Chavez II?
The new president of Bolivia, Evo Morales, was inaugurated this weekend. His inauguration address in parliament was a long plea for the indigenous people of Bolivia, second-rate citizens for 500 years. Bolivia is the poorest country of South-America, but with its wealth of natural resources it could be richer than Sweden, he argued.
So, am I happy? I am not sure. He certainly highlights important problems and it is wonderful and rather exciting that more and more countries in the region are electing presidents that speak for the impoverished masses instead of the rich elites. That is democracy in action.
But once in office, those presidents have to be able to deliver by making at least some noticeable improvements to the lives of their citizens. Can Morales deliver? After his speech, I am not so sure. It lasted more than half an hour (and, said an admiring BBC, was delivered without notes), but it sounded more like an election speech than the inauguration address of a new president outlining his policies. It was chaotic, contained lots of promises on improving the fate of Bolivia’s poor, but most of the time did not get specific either on the improvements that would be brought or on the way to achieve them.

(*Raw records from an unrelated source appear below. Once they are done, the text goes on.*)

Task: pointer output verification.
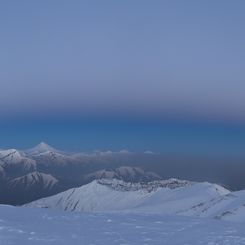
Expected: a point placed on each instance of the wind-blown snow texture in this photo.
(28, 226)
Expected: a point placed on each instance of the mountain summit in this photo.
(41, 148)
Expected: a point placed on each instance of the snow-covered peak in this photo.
(41, 148)
(34, 178)
(166, 197)
(11, 156)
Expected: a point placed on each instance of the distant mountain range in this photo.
(43, 171)
(169, 197)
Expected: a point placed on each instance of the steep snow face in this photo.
(41, 148)
(34, 179)
(32, 226)
(162, 197)
(229, 207)
(126, 173)
(13, 160)
(10, 156)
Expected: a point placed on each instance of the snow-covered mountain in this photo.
(24, 173)
(126, 173)
(32, 180)
(41, 148)
(160, 197)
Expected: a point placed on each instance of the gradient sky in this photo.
(150, 69)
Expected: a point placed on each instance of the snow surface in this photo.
(40, 149)
(30, 226)
(158, 197)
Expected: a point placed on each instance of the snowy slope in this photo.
(27, 226)
(162, 197)
(40, 148)
(32, 180)
(126, 173)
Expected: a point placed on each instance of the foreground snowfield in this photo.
(32, 226)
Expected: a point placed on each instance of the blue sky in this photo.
(126, 74)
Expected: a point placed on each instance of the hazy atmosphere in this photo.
(122, 122)
(166, 76)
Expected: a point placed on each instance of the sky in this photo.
(166, 76)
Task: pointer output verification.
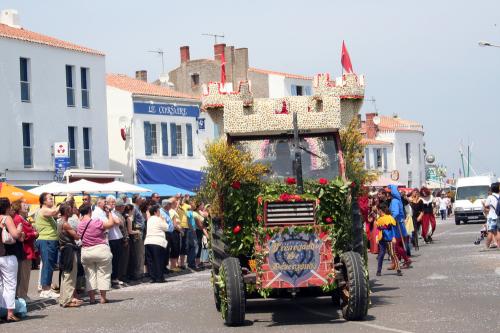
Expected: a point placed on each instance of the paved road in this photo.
(453, 287)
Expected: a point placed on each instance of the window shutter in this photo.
(173, 139)
(385, 159)
(164, 139)
(189, 135)
(147, 138)
(367, 158)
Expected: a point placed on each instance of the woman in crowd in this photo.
(427, 216)
(47, 242)
(416, 208)
(201, 229)
(20, 212)
(68, 259)
(156, 243)
(96, 255)
(8, 263)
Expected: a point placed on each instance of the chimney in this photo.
(10, 17)
(371, 128)
(218, 50)
(142, 75)
(184, 54)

And where he did become specific, the analysis seemed simplistic, populist, and – worst of all – bound to lead to ineffective solutions. Take this classic example of taking a correlations for a cause-effect relation:
We were told 10, 15, 20 years ago that the private sector was going to solve the country’s corruption problems and unemployment, then years go by and there is more unemployment, more corruption, that economic model is not the solution for our country, maybe it is a solution for an European country or African but in Bolivia the neo-liberal model does not work.
Perhaps it is true that there is more unemployment now than 20 years ago. Perhaps it is true that the model proposed by the Washington consensus (which, by the way, no longer is the ultra-neoliberal beast it used to be) is more suitable for fully developed economies than for Bolivia. But the fact that corruption has risen in that period can hardly be blamed on the economic model, and rather indicates weakness of institutions and of the rule of law. A weakness that does not bode well for Morales’s plans to increase the state’s role in the economy…
Morales = Chavez II? Time will tell. If he is, he can at least count on the sympathy of that French senator who likes our new EU members so much (hat tip Largo Desolato, also read Tipota).
PS: On the claim that Bolivia could be richer than Sweden, read Martin Wolf’s “freakonomic” article in today’s FT. Bottom line: whether an autocracy becomes a democracy or not is an economic decision: a trade-off between the costs of keeping the masses quiet and the costs of privileges lost if the country becomes a democracy as far as the elite is concerned, and between the costs of organising a revolution and the benefits of getting a larger share of power and resources as far as the masses are concerned. As a result, countries with huge natural resources are likely to stay autocracies, particularly when the resources are in the hands of the state. Another bad omen for Bolivia’s future…
30 January 2006 at 08:02
‘the fact that corruption has risen in that period can hardly be blamed on the economic model, and rather indicates weakness of institutions and of the rule of law.’
You write as if neoliberalism were not a form of institutionalized corruption. Let’s be blunt and call a spade a spade a spade, my friend. The neoliberal model is all about the use of politics as a vehicle for funneling economic opportunity to foreign corporations (and the few local companies big enough to be able to compete with them on a more or less equal footing).
Corruption simply thrives in neoliberal soil. A classic example place recently in Sydney, Australia, over the building of the Cross City Tunnel by ‘an international syndicate headed by Li Ka-Shing, Asia’s wealthiest individual.’ In this case, the NSW government was the facilitator of ‘the plunder of public funds for the benefit of private road and other infrastructure companies.’
This sweetheart deal was done in secret, until finally exposed – causing a great scandal – apprently thanks to a leak within the government itself.
See http://www.wsws.org/articles/2005/oct2005/tunn-o21.shtml
I urge you to read this report to the end: this report shows very clearly how neoliberalism IS corruption.